Defensible Space Key To Fire Safety


It continues to be hot, dry and windy in the Rim country. In fact, the last half of June is considered the most dangerous time of the fire season.

The small amount of moisture that we received last spring is just a distant memory, and the grasses it produced are now tinder dry and waiting to explode. Meanwhile, the first monsoon clouds have yet to make an appearance on the distant horizon,

Living in a community surrounded by the forest is a helpless feeling, but we aren't completely at the hands of fate and Valley campers. There are steps we can all take to reduce the risk of and be better prepared for wildfire.

Gary Roberts, fire prevention officer for the Payson Ranger District, says the best thing you can do is create defensible space -- a buffer zone 30- to 200-feet wide around your home. During a major wildfire when resources are stretched, firefighters will triage or focus on those homes they can safely defend.

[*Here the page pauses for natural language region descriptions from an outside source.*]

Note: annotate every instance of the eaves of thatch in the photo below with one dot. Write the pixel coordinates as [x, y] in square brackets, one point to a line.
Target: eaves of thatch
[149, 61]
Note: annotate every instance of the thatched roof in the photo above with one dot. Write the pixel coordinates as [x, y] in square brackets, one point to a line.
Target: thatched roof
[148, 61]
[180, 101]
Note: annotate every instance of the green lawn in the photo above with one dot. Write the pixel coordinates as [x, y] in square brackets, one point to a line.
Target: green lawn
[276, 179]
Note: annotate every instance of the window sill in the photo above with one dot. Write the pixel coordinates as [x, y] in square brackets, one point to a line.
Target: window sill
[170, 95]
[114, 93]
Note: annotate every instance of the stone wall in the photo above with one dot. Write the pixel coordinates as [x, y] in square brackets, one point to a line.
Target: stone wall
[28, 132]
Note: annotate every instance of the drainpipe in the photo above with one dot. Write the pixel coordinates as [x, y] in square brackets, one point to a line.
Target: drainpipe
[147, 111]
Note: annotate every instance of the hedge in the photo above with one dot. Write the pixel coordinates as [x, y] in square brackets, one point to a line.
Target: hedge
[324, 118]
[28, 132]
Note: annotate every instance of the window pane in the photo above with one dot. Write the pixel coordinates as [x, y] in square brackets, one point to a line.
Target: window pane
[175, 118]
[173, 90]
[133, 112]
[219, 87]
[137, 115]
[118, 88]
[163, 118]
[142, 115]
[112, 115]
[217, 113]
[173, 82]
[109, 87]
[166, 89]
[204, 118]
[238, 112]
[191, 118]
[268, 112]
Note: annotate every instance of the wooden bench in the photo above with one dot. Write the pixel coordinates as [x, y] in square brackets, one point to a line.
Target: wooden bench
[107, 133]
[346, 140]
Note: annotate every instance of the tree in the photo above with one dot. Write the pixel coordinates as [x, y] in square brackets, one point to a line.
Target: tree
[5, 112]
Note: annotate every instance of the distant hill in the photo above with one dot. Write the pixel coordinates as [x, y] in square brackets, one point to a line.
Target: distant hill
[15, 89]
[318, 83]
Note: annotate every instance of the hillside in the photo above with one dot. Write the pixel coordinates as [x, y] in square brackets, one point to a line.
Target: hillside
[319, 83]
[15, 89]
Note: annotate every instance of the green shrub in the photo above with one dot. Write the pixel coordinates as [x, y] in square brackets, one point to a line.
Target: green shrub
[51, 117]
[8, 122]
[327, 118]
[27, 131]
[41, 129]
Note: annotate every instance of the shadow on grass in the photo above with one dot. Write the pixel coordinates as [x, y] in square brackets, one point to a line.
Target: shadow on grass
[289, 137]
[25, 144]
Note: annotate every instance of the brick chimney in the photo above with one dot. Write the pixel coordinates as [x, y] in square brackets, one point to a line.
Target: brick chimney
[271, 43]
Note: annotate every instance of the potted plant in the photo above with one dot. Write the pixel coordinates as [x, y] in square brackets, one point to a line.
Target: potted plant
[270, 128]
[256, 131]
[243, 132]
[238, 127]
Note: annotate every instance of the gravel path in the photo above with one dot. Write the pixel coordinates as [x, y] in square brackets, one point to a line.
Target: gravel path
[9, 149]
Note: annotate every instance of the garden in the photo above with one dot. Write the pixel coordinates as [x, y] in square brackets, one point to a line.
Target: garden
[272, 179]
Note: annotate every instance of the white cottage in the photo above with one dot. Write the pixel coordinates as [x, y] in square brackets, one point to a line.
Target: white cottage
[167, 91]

Roberts' advice for constructing a defensible space:

  • The single most vulnerable part of your home is your roof. Keep it clean and remove dead branches and limbs within 10 feet of your chimney and deck.
  • Cut tall grass near structures. A fire in dry grass burns quickly and is very difficult to control.
  • Remove excess brush and small trees from at least 30 feet around buildings. Dense brush burns quickly and can provide a "ladder" for low flames to reach up into larger trees. Widely spaced trees and shrubs can be left in the landscape for shade and esthetics.
  • On larger lots, maintain a fuel break of low-growing plants 30 to 70 feet out from buildings. Such fuel breaks act as a buffer between the manicured landscape near the home and the adjacent wildlands.
  • Rake up leaves and twigs. Remove plant litter (dead leaves, twigs, etc.) that accumulates under trees and shrubs to reduce fuel loads. Tree litter that accumulates on roofs and in gutters should also be removed regularly.
  • Thin dense tree groups. Though the grouping of trees is normally a good landscaping technique, in fire-prone areas it can be hazardous. Thinning these groups will slow the spread of fire.
  • Make sure firefighters can reach all parts of your property. Place fences, trees, retaining walls, etc. so that they don't restrict access.
  • Cooperate with neighbors to provide large defensible spaces. A 30-foot wide clear space around a home may not be adequate in a severe fire, especially if neighboring properties have not been well-designed or maintained.
  • Maintenance is a never-ending task. Inspect landscapes monthly and attend to problem situations before they become serious hazards.

Remember, defensible space reduces the risk of wildfire reaching your home in the critical minutes it takes a fire to pass, and it also provides a space for firefighters to defend your home.